Fiorina sought to paint Clinton, who was secretary of state after serving as a first lady and then US senator, as "the personification" of Washington's political elite, who will do anything to perpetuate her family's power following her husband Bill Clinton's presidency.

"She and her husband have been in politics their entire lives," she said on a long conference call with reporters Monday.

Fiorina was a former advisor to defeated Republican presidential nominee John McCain in 2008. McCain tweeted that he is glad his friend Fiorina is running and "appreciate(s) her willingness to serve."

The 60-year-old executive headed Hewlett Packard for six years until 2005, when she was forced to resign after the company's share price plummeted.

In 2010, she ran an unsuccessful bid to unseat California's long-serving US Senator Barbara Boxer.

The Democratic Party swiftly blasted Fiorina Monday as a "job outsourcer" who was "one of the worst American CEOs of all time."

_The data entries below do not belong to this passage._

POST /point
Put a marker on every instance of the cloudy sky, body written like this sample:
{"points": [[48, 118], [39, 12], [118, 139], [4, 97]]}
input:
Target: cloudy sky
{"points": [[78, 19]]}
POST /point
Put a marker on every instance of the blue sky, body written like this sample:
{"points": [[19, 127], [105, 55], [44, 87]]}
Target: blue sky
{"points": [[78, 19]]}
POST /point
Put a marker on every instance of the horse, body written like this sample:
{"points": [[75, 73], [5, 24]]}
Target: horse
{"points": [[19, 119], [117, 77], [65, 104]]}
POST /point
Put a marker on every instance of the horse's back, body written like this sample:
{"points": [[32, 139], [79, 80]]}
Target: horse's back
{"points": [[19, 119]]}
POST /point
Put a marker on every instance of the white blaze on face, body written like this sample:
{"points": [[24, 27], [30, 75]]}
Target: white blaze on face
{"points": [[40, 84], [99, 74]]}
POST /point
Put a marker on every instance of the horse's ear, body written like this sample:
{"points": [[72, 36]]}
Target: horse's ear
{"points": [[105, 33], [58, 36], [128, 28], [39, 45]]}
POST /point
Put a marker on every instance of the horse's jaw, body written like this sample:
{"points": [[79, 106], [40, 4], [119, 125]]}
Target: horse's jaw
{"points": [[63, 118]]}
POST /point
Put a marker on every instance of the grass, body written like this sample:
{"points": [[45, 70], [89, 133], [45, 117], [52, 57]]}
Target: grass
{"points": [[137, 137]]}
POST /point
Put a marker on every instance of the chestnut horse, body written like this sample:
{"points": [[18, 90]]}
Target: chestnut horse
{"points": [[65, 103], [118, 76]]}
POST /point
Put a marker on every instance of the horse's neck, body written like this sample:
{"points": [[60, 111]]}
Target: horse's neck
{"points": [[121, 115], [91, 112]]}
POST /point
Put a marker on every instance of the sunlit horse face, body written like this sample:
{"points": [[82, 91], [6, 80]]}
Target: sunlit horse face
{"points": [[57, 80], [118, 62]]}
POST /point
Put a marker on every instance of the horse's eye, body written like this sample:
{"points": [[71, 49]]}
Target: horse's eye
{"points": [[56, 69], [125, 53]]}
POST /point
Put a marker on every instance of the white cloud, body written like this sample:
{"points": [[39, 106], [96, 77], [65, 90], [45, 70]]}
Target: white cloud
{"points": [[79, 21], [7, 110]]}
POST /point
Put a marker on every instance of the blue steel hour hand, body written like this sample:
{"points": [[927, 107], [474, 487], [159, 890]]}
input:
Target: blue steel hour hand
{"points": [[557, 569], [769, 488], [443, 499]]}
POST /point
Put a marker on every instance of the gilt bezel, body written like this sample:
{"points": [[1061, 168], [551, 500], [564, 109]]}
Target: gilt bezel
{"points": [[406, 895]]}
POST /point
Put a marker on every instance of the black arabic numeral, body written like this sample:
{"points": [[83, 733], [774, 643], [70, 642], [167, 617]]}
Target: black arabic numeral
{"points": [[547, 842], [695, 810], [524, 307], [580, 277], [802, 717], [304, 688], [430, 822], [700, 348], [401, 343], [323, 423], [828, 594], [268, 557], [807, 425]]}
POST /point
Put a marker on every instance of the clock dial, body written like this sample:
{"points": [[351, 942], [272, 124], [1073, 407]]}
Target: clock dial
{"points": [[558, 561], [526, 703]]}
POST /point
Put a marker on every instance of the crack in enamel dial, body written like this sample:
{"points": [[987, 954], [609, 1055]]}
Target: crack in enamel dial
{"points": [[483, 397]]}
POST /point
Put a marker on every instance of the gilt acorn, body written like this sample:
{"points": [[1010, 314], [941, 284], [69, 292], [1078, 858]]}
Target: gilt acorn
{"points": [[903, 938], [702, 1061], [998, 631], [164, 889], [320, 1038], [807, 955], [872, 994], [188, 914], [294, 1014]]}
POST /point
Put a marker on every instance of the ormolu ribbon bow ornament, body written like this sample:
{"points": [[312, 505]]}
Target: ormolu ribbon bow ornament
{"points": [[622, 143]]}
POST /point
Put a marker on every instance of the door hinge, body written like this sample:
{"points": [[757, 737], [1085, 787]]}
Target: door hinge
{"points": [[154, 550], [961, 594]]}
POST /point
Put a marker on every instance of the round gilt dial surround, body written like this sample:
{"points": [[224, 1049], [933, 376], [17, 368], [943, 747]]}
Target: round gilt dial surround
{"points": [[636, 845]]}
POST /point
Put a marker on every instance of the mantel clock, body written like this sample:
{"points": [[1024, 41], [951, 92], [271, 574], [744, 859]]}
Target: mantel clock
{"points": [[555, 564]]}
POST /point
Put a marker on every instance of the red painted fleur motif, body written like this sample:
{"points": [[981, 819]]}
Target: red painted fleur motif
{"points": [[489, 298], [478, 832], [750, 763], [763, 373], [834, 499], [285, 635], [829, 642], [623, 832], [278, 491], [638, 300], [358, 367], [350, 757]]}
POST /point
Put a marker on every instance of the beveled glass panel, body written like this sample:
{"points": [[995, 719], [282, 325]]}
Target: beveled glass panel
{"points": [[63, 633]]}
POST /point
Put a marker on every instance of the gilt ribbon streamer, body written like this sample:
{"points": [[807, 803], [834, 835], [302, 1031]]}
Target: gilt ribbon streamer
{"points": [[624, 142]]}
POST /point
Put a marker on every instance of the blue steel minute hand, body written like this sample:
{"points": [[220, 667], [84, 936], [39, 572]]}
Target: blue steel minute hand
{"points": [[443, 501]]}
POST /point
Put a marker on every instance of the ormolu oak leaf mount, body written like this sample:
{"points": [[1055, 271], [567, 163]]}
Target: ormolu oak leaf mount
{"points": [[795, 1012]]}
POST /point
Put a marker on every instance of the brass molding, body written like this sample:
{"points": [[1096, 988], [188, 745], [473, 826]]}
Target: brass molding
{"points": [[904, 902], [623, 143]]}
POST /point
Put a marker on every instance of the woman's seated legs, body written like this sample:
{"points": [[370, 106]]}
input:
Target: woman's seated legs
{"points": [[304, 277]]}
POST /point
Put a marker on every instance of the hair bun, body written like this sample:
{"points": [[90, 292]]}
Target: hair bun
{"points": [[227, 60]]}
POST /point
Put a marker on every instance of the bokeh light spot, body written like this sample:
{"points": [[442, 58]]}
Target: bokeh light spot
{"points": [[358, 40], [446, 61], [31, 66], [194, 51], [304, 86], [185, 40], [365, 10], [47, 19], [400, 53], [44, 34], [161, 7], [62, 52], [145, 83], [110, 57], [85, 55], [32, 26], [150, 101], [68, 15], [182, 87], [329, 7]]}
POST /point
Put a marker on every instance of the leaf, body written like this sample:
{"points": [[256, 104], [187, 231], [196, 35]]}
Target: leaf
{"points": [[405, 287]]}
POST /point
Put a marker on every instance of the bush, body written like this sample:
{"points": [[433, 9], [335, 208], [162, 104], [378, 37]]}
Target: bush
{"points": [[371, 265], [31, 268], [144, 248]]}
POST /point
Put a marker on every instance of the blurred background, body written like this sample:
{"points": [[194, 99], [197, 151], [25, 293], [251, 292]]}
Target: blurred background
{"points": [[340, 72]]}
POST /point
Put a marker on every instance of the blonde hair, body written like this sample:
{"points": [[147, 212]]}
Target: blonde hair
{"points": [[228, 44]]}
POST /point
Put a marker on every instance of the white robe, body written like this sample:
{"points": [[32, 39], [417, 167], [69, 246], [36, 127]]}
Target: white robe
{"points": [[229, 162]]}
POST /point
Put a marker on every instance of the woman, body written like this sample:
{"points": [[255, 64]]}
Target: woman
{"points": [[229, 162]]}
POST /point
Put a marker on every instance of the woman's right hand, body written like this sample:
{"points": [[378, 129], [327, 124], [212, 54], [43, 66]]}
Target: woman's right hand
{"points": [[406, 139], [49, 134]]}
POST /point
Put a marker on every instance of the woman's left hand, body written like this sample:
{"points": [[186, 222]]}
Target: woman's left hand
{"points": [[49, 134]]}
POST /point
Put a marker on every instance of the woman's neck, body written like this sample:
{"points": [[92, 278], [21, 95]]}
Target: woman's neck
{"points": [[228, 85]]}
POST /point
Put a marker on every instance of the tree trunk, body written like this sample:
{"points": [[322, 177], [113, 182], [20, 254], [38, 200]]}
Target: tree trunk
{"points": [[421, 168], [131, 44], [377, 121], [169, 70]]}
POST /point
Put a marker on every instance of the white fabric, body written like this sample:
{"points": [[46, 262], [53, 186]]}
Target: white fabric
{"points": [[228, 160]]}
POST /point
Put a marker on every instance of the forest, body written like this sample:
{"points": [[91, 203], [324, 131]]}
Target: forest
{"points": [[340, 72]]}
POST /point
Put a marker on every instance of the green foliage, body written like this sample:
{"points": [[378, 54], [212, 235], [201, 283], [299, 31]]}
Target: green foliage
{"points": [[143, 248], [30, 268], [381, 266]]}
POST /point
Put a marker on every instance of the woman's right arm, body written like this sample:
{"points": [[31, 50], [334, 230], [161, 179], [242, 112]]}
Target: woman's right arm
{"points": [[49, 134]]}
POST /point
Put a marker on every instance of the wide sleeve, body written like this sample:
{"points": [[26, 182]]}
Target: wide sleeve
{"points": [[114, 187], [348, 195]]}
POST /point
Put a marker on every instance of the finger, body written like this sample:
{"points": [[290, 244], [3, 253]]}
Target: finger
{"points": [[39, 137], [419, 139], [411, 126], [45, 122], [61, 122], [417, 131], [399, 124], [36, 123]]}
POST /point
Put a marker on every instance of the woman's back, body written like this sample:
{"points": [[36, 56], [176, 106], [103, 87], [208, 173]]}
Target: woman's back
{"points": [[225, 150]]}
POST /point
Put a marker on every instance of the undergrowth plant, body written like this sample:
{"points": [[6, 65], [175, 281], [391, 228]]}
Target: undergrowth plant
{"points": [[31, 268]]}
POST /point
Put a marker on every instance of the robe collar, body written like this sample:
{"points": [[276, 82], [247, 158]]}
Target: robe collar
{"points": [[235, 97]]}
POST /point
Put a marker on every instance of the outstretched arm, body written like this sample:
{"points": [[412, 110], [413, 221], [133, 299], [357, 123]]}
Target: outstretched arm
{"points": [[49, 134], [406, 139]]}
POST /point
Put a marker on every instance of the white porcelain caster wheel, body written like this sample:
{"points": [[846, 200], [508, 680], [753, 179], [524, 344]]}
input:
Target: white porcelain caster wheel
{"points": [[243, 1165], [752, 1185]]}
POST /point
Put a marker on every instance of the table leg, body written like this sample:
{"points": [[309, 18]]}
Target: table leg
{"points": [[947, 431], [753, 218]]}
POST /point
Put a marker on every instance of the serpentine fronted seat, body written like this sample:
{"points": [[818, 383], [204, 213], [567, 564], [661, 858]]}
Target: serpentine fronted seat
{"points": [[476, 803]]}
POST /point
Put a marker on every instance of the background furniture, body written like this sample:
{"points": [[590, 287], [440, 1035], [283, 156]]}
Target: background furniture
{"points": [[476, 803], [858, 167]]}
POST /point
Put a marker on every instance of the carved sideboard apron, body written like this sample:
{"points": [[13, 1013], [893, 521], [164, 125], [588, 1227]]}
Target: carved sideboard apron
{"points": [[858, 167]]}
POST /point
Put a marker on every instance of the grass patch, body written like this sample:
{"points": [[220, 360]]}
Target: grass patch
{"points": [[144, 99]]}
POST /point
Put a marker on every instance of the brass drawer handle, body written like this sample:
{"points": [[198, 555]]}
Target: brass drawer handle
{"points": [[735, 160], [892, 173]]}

But the conservative-leaning Independent Women's Forum said Fiorina "brings business experience, a commitment to individual liberty and free market policies, and a confidence in all Americans that is a stark contrast to Hillary Clinton's identity policies."

– 'Not a politician' –

Carson, who entered the nation's political consciousness two years ago with a speech criticizing President Barack Obama's policies in front of Obama himself, is aiming to become the first African-American to win the Republican nomination.

The calm-demeanored Carson, who despite a childhood of "dire poverty" in Detroit, emerged as one of the nation's most respected medical professionals, has sought political "healing" and a renewed sense of compassion in America.

But his positions, including opposition to gay marriage, a "tough-love" approach to people receiving welfare, and his 2013 description of Obama's health care law as "the worst thing that has happened in this nation since slavery," have brought arguments that he would be too extreme a commander-in-chief.

"If God ordains that we end up in the White House… we are going to change the government into something that looks like a well-run business (more) than a behemoth of inefficiency," Carson, 63, said in his announcement speech in Detroit.

But he insisted it was a "blatant lie" that he would shutter vital programs.

"I have no desire to get rid of safety nets for those who need them. I have a strong desire to get rid of programs that create dependency in able-bodied people," he said.

Carson, who became director of pediatric neurosurgery at Johns Hopkins Childrens Center in 1984, has no political pedigree, but said his doctoral "experience in solving problems" would help him in the Oval Office.

He acknowledged his occasionally controversial comments, but said his candor is an asset.

"I'm probably never going to be politically correct, because I'm not a politician," he said to applause.

"Politicians do what's politically expedient. And I want to do what's right."